Radiology is the medical discipline that uses medical imaging to diagnose and treat diseases within the bodies of both humans and animals. A variety of imaging techniques such as X-ray radiography, ultrasound, computed tomography (CT), nuclear medicine including positron emission tomography (PET), and magnetic resonance imaging (MRI) are used to diagnose or treat diseases. Interventional radiology is the performance of usually minimally invasive medical procedures with the guidance of imaging technologies such as those mentioned above. The modern practice of radiology involves several different healthcare professions working as a team.

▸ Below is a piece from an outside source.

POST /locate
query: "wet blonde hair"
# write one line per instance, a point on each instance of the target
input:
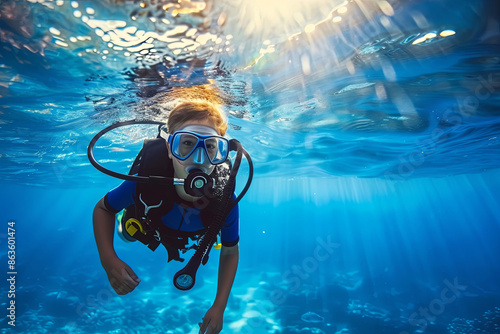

The radiologist is a medical doctor who has completed the appropriate post-graduate training and interprets medical images, communicates these findings to other physicians by means of a report or verbally, and uses imaging to perform minimally invasive medical procedures. The nurse is involved in the care of patients before and after imaging or procedures, including administration of medications, monitoring of vital signs and monitoring of sedated patients. The radiographer, also known as a "radiologic technologist" in some countries such as the United States and Canada, is a specially trained healthcare professional that uses sophisticated technology and positioning techniques to produce medical images for the radiologist to interpret. Depending on the individual's training and country of practice, the radiographer may specialize in one of the above-mentioned imaging modalities or have expanded roles in image reporting.